|Päivi Heikkilä-Halttunen has talked to author Maria
Vuorio (1954-), who was awarded the Ministry of Education Finland Prize
this autumn. The previous children’s writer to win the award was Tove Jansson
in 1993. Maria Vuorio has written 20 books for children and young adults
including novels, fairy tales, picture books, short stories and poems.
According to Heikkilä-Halttunen, Vuorio questions platitudes and captures
the feelings of children and teenagers movingly and impressionistically.
Irma Rissanen writes about the new Winnie-the-Pooh –book called Return to the Hundred Acre Wood written by David Benedictus and illustrated by Mark Burgess. In the article, Benedictus explains the origins of the sequel and Rissanen reviews the book as ”almost Milne. Almost.”
Lately, when there is less room for traditional culture journalism in the daily press, the critical discussion and reviewing of literature has moved onto the internet. Päivi Heikkilä-Halttunen takes a closer look at blogs, home pages, columns and forums for reviews that target literature for children and young adults.
Noora Miettinen explores picture books that visually impaired children experience through touch rather than sight. Such books have been produced in Finland for about 25 years. Irmeli Holstein, who is a librarian at the specialist library Celia, says that: ”these books are as important for the visually impaired as regular picture books are for children who can see”. Yet, there is a constant lack of these kinds of books.
Mari Taneli investigates easy reader books and especially easy reader adaptations. Although Finns do well in literacy tests, 4-7 % needs books that are easy to read. The first Finnish easy reader textbooks were published in 1979, whereas the publication of easy reader fiction took off in the mid 1980s. There at, at present, about 250 easy reader books for children and adults, but in Taneli’s opinion the books adapted seem to be chosen rather randomly.
Susanna Ylönen writes about Heinrich Hoffmann’s Shock-Headed Peter (Der Struwwelpeter, 1844), which is not only a book about unruly children but also an “unruly book”. Its moral, tragic and cruel stories are presented humorously and cheerfully.

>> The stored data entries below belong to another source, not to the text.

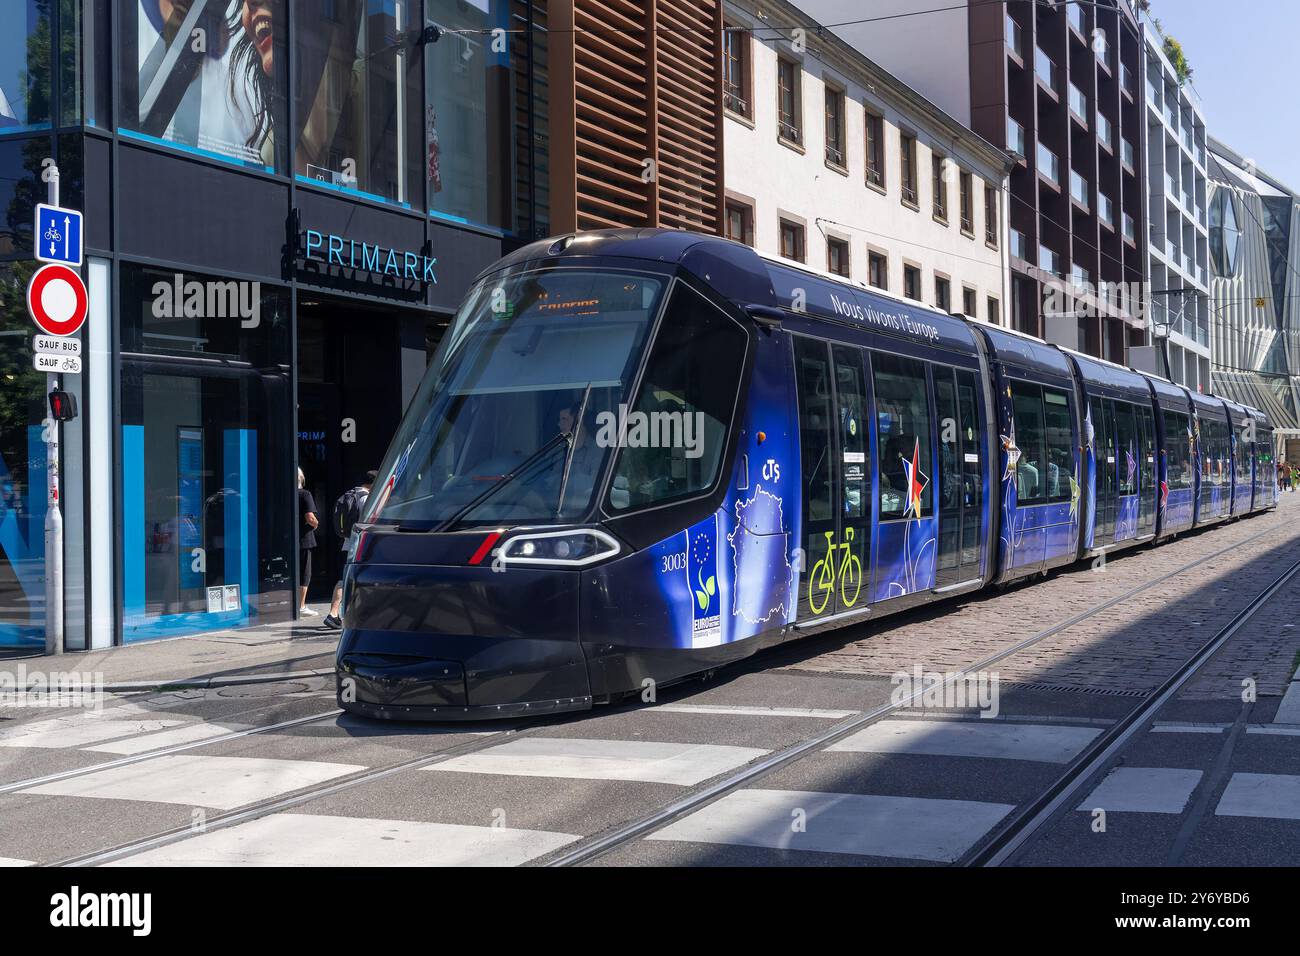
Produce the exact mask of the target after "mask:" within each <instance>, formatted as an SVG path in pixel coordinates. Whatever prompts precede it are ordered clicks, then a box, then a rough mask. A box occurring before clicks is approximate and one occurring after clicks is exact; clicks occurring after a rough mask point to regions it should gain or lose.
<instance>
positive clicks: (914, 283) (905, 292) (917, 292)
mask: <svg viewBox="0 0 1300 956" xmlns="http://www.w3.org/2000/svg"><path fill="white" fill-rule="evenodd" d="M902 294H904V295H906V297H907V298H909V299H915V300H917V302H920V267H919V265H904V267H902Z"/></svg>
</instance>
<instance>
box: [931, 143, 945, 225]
mask: <svg viewBox="0 0 1300 956" xmlns="http://www.w3.org/2000/svg"><path fill="white" fill-rule="evenodd" d="M946 166H948V160H946V159H944V157H943V156H940V155H939V153H937V152H932V153H930V181H931V185H932V187H933V191H935V219H937V220H943V221H944V222H948V181H946V179H945V178H944V172H945V169H946Z"/></svg>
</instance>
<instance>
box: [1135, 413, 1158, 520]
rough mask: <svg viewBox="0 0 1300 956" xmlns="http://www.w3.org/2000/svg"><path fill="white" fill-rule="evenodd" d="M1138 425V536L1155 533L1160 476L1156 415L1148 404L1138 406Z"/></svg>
mask: <svg viewBox="0 0 1300 956" xmlns="http://www.w3.org/2000/svg"><path fill="white" fill-rule="evenodd" d="M1138 427H1139V432H1140V436H1141V437H1140V441H1141V450H1140V451H1139V453H1138V476H1139V477H1138V492H1139V494H1140V496H1141V497H1140V499H1139V502H1138V537H1148V536H1149V535H1154V533H1156V492H1157V489H1158V485H1160V476H1158V475H1157V473H1156V416H1154V414H1153V412H1152V410H1151V406H1145V405H1144V406H1140V407H1138Z"/></svg>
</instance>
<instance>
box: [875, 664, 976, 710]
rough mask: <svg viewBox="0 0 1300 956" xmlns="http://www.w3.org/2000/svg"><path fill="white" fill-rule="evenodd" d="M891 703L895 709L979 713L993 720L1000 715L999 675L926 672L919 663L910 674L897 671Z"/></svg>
mask: <svg viewBox="0 0 1300 956" xmlns="http://www.w3.org/2000/svg"><path fill="white" fill-rule="evenodd" d="M889 683H891V684H893V685H894V689H893V692H892V693H891V695H889V702H891V704H893V705H894V706H896V708H931V709H935V710H941V709H946V710H963V709H975V710H979V715H980V717H987V718H993V717H997V715H998V713H1000V711H1001V705H1000V678H998V674H997V671H975V672H974V674H967V672H966V671H944V672H939V671H927V670H924V669H922V666H920V665H919V663H918V665H917V666H914V667H913V669H911V672H907V671H894V674H893V676H891V678H889Z"/></svg>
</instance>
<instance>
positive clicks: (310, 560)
mask: <svg viewBox="0 0 1300 956" xmlns="http://www.w3.org/2000/svg"><path fill="white" fill-rule="evenodd" d="M320 523H321V519H320V518H318V516H317V514H316V501H315V498H312V493H311V492H308V490H307V476H305V475H303V470H302V468H299V470H298V614H299V615H300V617H302V615H305V617H308V618H315V617H316V615H317V613H316V611H313V610H312V609H311V607H308V606H307V585H309V584H311V583H312V549H313V548H316V528H318V527H320Z"/></svg>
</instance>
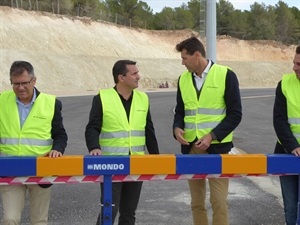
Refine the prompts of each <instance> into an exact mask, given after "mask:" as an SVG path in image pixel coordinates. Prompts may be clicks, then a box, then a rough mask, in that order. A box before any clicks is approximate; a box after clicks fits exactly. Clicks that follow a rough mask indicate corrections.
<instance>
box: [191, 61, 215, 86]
mask: <svg viewBox="0 0 300 225" xmlns="http://www.w3.org/2000/svg"><path fill="white" fill-rule="evenodd" d="M210 67H211V60H209V61H208V64H207V66H206V67H205V70H204V71H203V72H202V74H201V77H200V76H198V75H197V74H196V73H193V76H194V80H195V84H196V87H197V90H198V91H200V89H201V88H202V86H203V83H204V81H205V79H206V75H207V74H208V71H209V69H210Z"/></svg>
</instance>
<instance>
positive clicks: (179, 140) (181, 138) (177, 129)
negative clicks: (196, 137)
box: [174, 127, 189, 145]
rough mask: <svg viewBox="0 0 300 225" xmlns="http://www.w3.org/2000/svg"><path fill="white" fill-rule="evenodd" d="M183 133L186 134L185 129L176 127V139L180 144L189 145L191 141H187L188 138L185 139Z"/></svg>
mask: <svg viewBox="0 0 300 225" xmlns="http://www.w3.org/2000/svg"><path fill="white" fill-rule="evenodd" d="M183 134H184V131H183V130H182V129H181V128H179V127H176V128H175V129H174V135H175V137H176V140H177V141H178V142H179V143H180V144H182V145H189V143H188V142H187V140H185V139H184V138H183Z"/></svg>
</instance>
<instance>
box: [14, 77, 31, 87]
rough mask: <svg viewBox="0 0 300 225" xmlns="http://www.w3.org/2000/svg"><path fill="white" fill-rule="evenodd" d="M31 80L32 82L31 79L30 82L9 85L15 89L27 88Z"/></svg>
mask: <svg viewBox="0 0 300 225" xmlns="http://www.w3.org/2000/svg"><path fill="white" fill-rule="evenodd" d="M32 80H33V78H31V80H30V81H26V82H17V83H11V85H12V86H13V87H14V88H17V87H20V86H22V87H28V86H29V84H30V83H31V81H32Z"/></svg>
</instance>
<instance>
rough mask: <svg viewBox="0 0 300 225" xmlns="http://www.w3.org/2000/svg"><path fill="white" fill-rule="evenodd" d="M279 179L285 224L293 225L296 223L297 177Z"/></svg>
mask: <svg viewBox="0 0 300 225" xmlns="http://www.w3.org/2000/svg"><path fill="white" fill-rule="evenodd" d="M279 179H280V185H281V191H282V199H283V205H284V215H285V222H286V224H287V225H294V224H296V222H297V205H298V179H299V176H298V175H289V176H280V177H279Z"/></svg>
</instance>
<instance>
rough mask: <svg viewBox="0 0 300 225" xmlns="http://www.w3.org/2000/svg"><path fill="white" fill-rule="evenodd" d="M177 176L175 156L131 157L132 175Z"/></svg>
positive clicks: (131, 166) (158, 155) (134, 155)
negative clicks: (167, 174)
mask: <svg viewBox="0 0 300 225" xmlns="http://www.w3.org/2000/svg"><path fill="white" fill-rule="evenodd" d="M133 174H176V156H175V155H171V154H170V155H169V154H166V155H131V156H130V175H133Z"/></svg>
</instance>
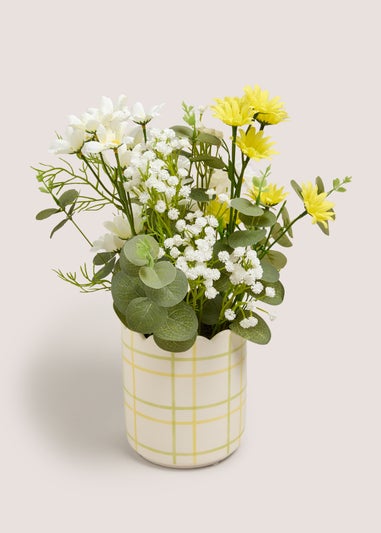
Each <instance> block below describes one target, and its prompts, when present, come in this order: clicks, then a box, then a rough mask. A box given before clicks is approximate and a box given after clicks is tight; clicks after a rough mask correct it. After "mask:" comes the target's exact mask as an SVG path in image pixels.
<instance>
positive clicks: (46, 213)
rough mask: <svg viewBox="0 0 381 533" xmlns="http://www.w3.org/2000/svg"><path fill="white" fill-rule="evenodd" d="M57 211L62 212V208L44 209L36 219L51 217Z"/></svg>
mask: <svg viewBox="0 0 381 533" xmlns="http://www.w3.org/2000/svg"><path fill="white" fill-rule="evenodd" d="M56 213H61V209H54V208H53V209H43V210H42V211H40V212H39V213H37V215H36V220H44V219H45V218H49V217H51V216H52V215H55V214H56Z"/></svg>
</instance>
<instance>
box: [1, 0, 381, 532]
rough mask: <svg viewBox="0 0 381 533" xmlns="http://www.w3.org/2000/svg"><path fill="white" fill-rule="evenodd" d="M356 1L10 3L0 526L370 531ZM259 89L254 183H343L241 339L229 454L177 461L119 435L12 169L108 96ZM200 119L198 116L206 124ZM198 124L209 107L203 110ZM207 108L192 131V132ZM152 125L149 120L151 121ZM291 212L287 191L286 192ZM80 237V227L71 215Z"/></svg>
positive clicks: (171, 109)
mask: <svg viewBox="0 0 381 533" xmlns="http://www.w3.org/2000/svg"><path fill="white" fill-rule="evenodd" d="M378 21H379V16H378V5H377V2H376V1H371V0H363V1H361V2H359V1H358V2H356V1H352V2H344V1H337V0H330V1H327V0H321V1H320V2H308V1H307V2H306V1H301V0H300V1H297V0H289V1H288V2H281V1H279V0H274V1H272V2H257V1H256V0H251V1H243V0H237V1H235V2H221V1H215V0H212V1H209V2H205V1H200V0H193V2H175V1H173V2H172V1H169V0H161V1H160V2H129V1H123V2H121V1H119V0H114V1H112V2H108V3H104V2H99V1H96V0H93V1H91V2H90V1H88V0H84V1H74V0H66V2H54V1H53V2H48V1H43V0H35V1H34V2H13V3H12V4H8V5H7V8H6V11H5V10H4V11H3V12H2V21H1V26H2V29H1V32H0V39H1V54H2V62H1V72H2V81H1V85H0V90H1V93H2V99H1V104H2V105H1V123H0V134H1V154H2V155H1V175H2V176H1V184H2V185H1V189H0V194H1V196H0V198H1V200H0V201H1V209H0V212H1V222H2V232H1V247H2V252H1V257H2V261H1V303H2V320H1V324H2V334H1V341H2V354H1V370H0V380H1V383H0V395H1V398H0V410H1V425H0V428H1V439H0V452H1V453H0V458H1V463H2V464H1V470H0V472H1V475H0V480H1V481H0V484H1V491H2V495H1V502H2V511H1V514H0V524H1V531H4V532H5V533H24V532H25V531H30V530H32V531H39V532H40V533H51V532H52V531H54V532H55V533H61V532H62V533H68V532H72V533H79V532H81V533H82V532H87V531H91V532H92V533H98V532H99V533H101V532H109V531H110V532H111V531H112V532H115V533H118V532H122V531H123V532H125V531H136V532H146V531H152V530H154V531H160V532H161V531H166V532H167V533H172V532H175V531H176V532H177V531H182V532H183V533H188V532H192V533H193V532H195V531H200V532H204V531H220V532H228V531H233V530H234V531H239V530H240V531H245V532H246V531H250V532H251V531H255V532H258V533H283V532H284V533H288V532H290V533H315V532H316V533H322V532H324V533H341V532H345V533H363V532H366V533H380V531H381V516H380V495H381V493H380V488H381V487H380V478H381V468H380V467H381V464H380V450H381V432H380V403H381V402H380V399H381V395H380V371H381V364H380V349H379V333H380V313H379V298H380V291H379V287H380V282H379V279H378V277H377V276H378V275H379V272H380V233H379V231H380V230H379V206H380V192H381V191H380V164H379V154H380V148H379V147H380V140H381V139H380V133H379V132H380V118H381V117H380V107H381V106H380V98H381V96H380V95H381V91H380V89H381V86H380V71H379V68H380V44H381V43H380V32H379V22H378ZM256 83H257V84H259V85H260V86H261V87H262V88H264V89H268V90H269V91H270V94H271V95H274V96H275V95H280V96H281V98H282V100H283V101H284V102H285V105H286V109H287V111H288V113H289V115H290V120H289V121H288V122H285V123H283V124H281V125H280V126H279V127H276V128H274V130H272V134H273V137H274V140H275V142H276V148H277V150H278V152H279V155H277V156H276V157H274V158H273V163H272V169H273V177H274V179H276V181H277V182H279V183H282V184H284V185H285V186H287V188H289V180H290V179H292V178H294V179H296V180H299V181H302V180H311V179H314V178H315V176H317V175H320V176H322V177H323V178H324V179H326V180H329V182H330V180H331V179H332V178H334V177H344V176H346V175H352V176H353V184H352V185H350V187H349V190H348V192H347V193H346V194H345V195H336V197H335V200H334V201H335V202H336V211H337V220H336V222H335V223H333V224H332V225H331V228H332V231H331V236H330V237H329V238H327V237H325V236H323V235H322V234H321V233H320V231H319V230H318V229H317V228H316V227H315V226H312V224H311V221H310V219H307V218H306V219H304V220H303V221H302V222H301V223H300V224H299V226H297V227H296V229H295V245H294V247H293V248H292V249H289V250H288V251H287V252H286V253H287V255H288V258H289V263H288V266H287V268H286V270H285V271H284V274H283V278H282V279H283V280H284V284H285V286H286V292H287V294H286V300H285V302H284V304H283V305H282V306H281V307H279V308H277V310H276V313H277V320H276V321H275V322H273V323H272V330H273V339H272V341H271V344H269V345H268V346H265V347H259V346H256V345H251V346H250V347H249V364H248V383H249V392H248V415H247V430H246V434H245V438H244V439H243V442H242V446H241V448H240V450H239V451H238V452H237V453H235V454H234V455H233V456H232V457H231V458H230V459H229V460H227V461H225V462H223V463H221V464H219V465H217V466H213V467H210V468H205V469H200V470H191V471H179V470H168V469H163V468H159V467H155V466H152V465H150V464H149V463H146V462H145V461H143V460H142V459H140V458H138V457H137V456H136V455H135V454H134V453H133V452H132V451H131V450H130V449H129V448H128V445H127V442H126V439H125V429H124V417H123V405H122V403H123V397H122V390H121V361H120V339H119V325H118V323H117V320H116V318H115V317H114V315H113V312H112V309H111V303H110V298H109V296H108V295H107V294H95V295H82V294H80V293H79V292H78V291H77V290H76V289H75V288H71V287H69V286H67V285H65V284H64V283H63V282H61V281H60V280H59V279H58V278H57V277H56V276H55V274H54V273H53V272H52V269H53V268H57V267H60V268H62V269H66V270H75V269H77V267H78V266H79V264H81V262H83V261H84V260H86V259H89V258H90V257H91V256H90V255H89V253H88V250H87V247H86V245H85V244H84V243H83V242H82V241H81V238H80V236H79V235H78V234H77V233H75V231H74V230H73V229H71V228H69V227H67V228H65V230H62V232H61V233H58V234H57V235H56V236H55V237H54V238H53V239H52V240H51V241H50V240H49V238H48V236H49V230H50V228H51V223H50V221H46V222H36V221H35V220H34V216H35V213H36V212H37V211H39V210H40V209H43V208H45V207H49V205H47V199H46V198H45V197H44V195H42V194H41V193H39V191H38V189H37V184H36V182H35V179H34V174H33V172H32V171H31V169H30V167H31V165H36V164H37V163H38V162H40V161H52V156H50V155H49V154H48V153H47V150H48V146H49V144H50V142H51V140H52V139H53V138H54V132H55V131H61V132H62V131H63V129H64V127H65V124H66V117H67V115H68V114H70V113H73V114H80V113H81V112H82V111H85V110H86V109H87V108H88V107H91V106H97V105H98V104H99V101H100V98H101V96H102V95H108V96H111V97H112V98H116V97H117V96H118V95H119V94H120V93H125V94H127V95H128V97H129V102H130V103H131V104H132V103H134V102H135V101H137V100H140V101H142V102H143V103H144V104H145V105H147V106H151V105H154V104H157V103H162V102H163V103H165V107H164V108H163V110H162V116H161V117H160V119H159V122H158V124H161V125H172V124H174V123H176V122H179V121H180V120H181V110H180V106H181V102H182V100H185V101H187V102H188V103H193V104H195V105H199V104H210V103H211V102H212V100H213V98H214V97H217V96H219V97H223V96H225V95H239V94H241V92H242V89H243V86H244V85H246V84H251V85H254V84H256ZM209 117H210V115H209ZM213 120H214V119H213ZM213 120H211V122H210V123H214V124H215V122H213ZM160 121H161V122H160ZM290 204H291V206H295V209H298V208H299V207H300V205H299V204H298V202H297V200H294V199H292V200H290ZM87 224H88V226H87V227H88V230H89V232H90V233H91V235H92V237H93V238H96V237H97V236H98V235H99V234H100V233H102V225H101V221H99V220H96V217H95V218H94V220H89V222H87Z"/></svg>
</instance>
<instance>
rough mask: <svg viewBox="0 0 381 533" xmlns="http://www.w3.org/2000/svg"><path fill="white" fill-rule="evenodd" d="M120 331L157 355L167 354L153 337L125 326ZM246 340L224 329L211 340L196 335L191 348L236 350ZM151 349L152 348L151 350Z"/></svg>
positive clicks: (208, 349) (187, 351)
mask: <svg viewBox="0 0 381 533" xmlns="http://www.w3.org/2000/svg"><path fill="white" fill-rule="evenodd" d="M122 331H123V332H126V333H127V334H129V333H130V334H133V335H134V336H135V338H136V337H137V338H138V339H139V344H141V345H143V344H144V345H145V347H146V348H147V349H153V350H154V351H155V352H158V353H168V352H169V350H163V349H162V348H159V346H158V345H157V344H156V343H155V341H154V338H153V335H149V337H145V336H144V335H143V333H138V332H137V331H133V330H130V329H128V328H127V327H126V326H124V325H123V324H122ZM246 342H247V340H246V339H244V338H243V337H240V336H239V335H237V334H236V333H234V332H233V331H231V330H230V329H225V330H223V331H220V332H219V333H217V334H216V335H214V337H212V338H211V339H208V338H207V337H203V336H202V335H197V337H196V339H195V342H194V343H193V345H192V346H194V345H195V344H197V347H198V348H200V349H202V348H205V349H207V350H208V352H213V351H214V348H215V349H217V350H219V349H220V348H221V346H222V345H225V346H226V345H229V346H230V347H231V348H232V349H233V350H236V349H237V348H238V347H240V346H244V345H245V344H246ZM151 347H152V348H151ZM189 351H192V347H190V348H189V349H188V350H185V351H183V352H175V353H179V354H186V353H187V352H189Z"/></svg>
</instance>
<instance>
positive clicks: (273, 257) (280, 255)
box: [265, 250, 287, 270]
mask: <svg viewBox="0 0 381 533" xmlns="http://www.w3.org/2000/svg"><path fill="white" fill-rule="evenodd" d="M265 257H266V259H267V260H268V261H269V262H270V263H271V264H272V265H273V266H274V267H275V268H276V269H277V270H281V269H282V268H284V267H285V266H286V264H287V257H286V256H285V255H284V254H282V252H278V251H277V250H269V251H268V252H267V254H266V255H265Z"/></svg>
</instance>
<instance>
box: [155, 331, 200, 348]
mask: <svg viewBox="0 0 381 533" xmlns="http://www.w3.org/2000/svg"><path fill="white" fill-rule="evenodd" d="M196 338H197V335H194V336H193V337H192V338H191V339H188V340H187V341H168V340H165V339H161V338H160V337H157V336H156V335H154V336H153V339H154V341H155V342H156V344H157V345H158V346H159V348H161V349H162V350H166V351H167V352H185V351H186V350H189V348H192V346H193V344H194V343H195V342H196Z"/></svg>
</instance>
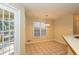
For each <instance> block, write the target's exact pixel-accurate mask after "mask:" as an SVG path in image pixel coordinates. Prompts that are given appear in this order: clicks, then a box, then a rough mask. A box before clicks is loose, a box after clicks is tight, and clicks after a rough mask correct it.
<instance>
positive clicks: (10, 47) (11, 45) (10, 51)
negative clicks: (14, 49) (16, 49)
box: [10, 43, 14, 55]
mask: <svg viewBox="0 0 79 59" xmlns="http://www.w3.org/2000/svg"><path fill="white" fill-rule="evenodd" d="M13 54H14V44H13V43H11V44H10V55H13Z"/></svg>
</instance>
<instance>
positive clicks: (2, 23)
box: [0, 8, 14, 55]
mask: <svg viewBox="0 0 79 59" xmlns="http://www.w3.org/2000/svg"><path fill="white" fill-rule="evenodd" d="M8 54H10V55H12V54H14V12H12V11H9V10H6V9H4V8H0V55H8Z"/></svg>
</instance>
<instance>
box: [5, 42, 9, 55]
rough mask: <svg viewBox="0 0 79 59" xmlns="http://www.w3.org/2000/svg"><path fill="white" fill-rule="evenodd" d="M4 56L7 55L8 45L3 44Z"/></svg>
mask: <svg viewBox="0 0 79 59" xmlns="http://www.w3.org/2000/svg"><path fill="white" fill-rule="evenodd" d="M4 54H5V55H8V54H9V44H5V43H4Z"/></svg>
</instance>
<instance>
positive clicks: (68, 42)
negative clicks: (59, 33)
mask: <svg viewBox="0 0 79 59" xmlns="http://www.w3.org/2000/svg"><path fill="white" fill-rule="evenodd" d="M64 39H65V40H66V42H67V43H68V44H69V45H70V46H71V48H72V49H73V50H74V51H75V53H76V54H79V39H77V38H75V37H74V35H68V36H64Z"/></svg>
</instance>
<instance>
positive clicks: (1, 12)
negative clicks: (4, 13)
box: [0, 9, 3, 21]
mask: <svg viewBox="0 0 79 59" xmlns="http://www.w3.org/2000/svg"><path fill="white" fill-rule="evenodd" d="M2 12H3V10H2V9H0V21H1V20H2V15H3V14H2Z"/></svg>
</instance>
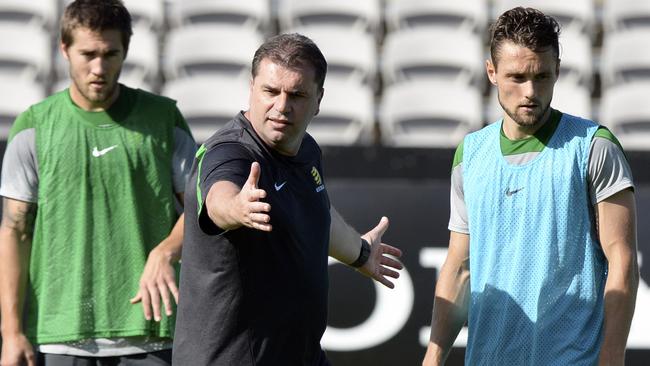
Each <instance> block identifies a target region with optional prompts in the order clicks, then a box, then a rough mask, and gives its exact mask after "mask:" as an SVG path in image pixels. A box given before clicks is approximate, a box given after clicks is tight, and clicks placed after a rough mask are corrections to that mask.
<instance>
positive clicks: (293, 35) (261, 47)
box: [251, 33, 327, 88]
mask: <svg viewBox="0 0 650 366" xmlns="http://www.w3.org/2000/svg"><path fill="white" fill-rule="evenodd" d="M264 59H269V60H270V61H272V62H273V63H276V64H279V65H282V66H284V67H288V68H297V67H302V66H305V64H307V65H309V66H312V67H313V68H314V78H315V81H316V84H318V87H319V88H323V84H324V83H325V75H326V74H327V61H325V56H323V54H322V53H321V51H320V49H318V46H316V44H315V43H314V41H312V40H311V39H309V38H307V37H305V36H303V35H301V34H298V33H291V34H280V35H277V36H275V37H271V38H270V39H268V40H267V41H266V42H264V44H262V45H261V46H260V47H259V48H258V49H257V51H255V56H254V57H253V65H252V69H251V72H252V75H253V78H255V76H257V72H258V69H259V65H260V63H261V62H262V60H264Z"/></svg>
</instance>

The naughtiness and hyperbolic jokes concern both child and adult characters and the work is deliberately satirical. Hoffmann was dissatisfied with the children’s books available at the time and created his own stories in opposition to the prevailing tradition.
Marja Salonen explores Raul Roine’s and Rudolf Koivu’s cartoon Esko ja Osku, which was published in the magazine Säästäjä in 1939. The comic strip features dream adventures travelling to e.g. Italy, Japan, Africa and the moon. Salonen studies the illustrations from a psychoanalytical angle. She also identifies influences from Japonism at the turn of the century, as well as from films Koivu saw and impressions he got from his trips to Italy.
Award news: Lauri Törhönen has received the Topelius-award
for his young adult novel Sello ja pallo (Tammi 2009) and Anna-Mari
Kaskinen the Lydecken-award for her children’s book Tuulihattu ja tuhat
tarinaa (Kirjapaja 2009). Päivi Alasalmi has received the Kaarlen
päivän-award for her collection of fairy tales Turhamainen
aasi (Gummerus 2009) and Jukka Itkonen the Savonia-award for his collection
of poetry Laululinnun saarella (Kirjapaja 2009).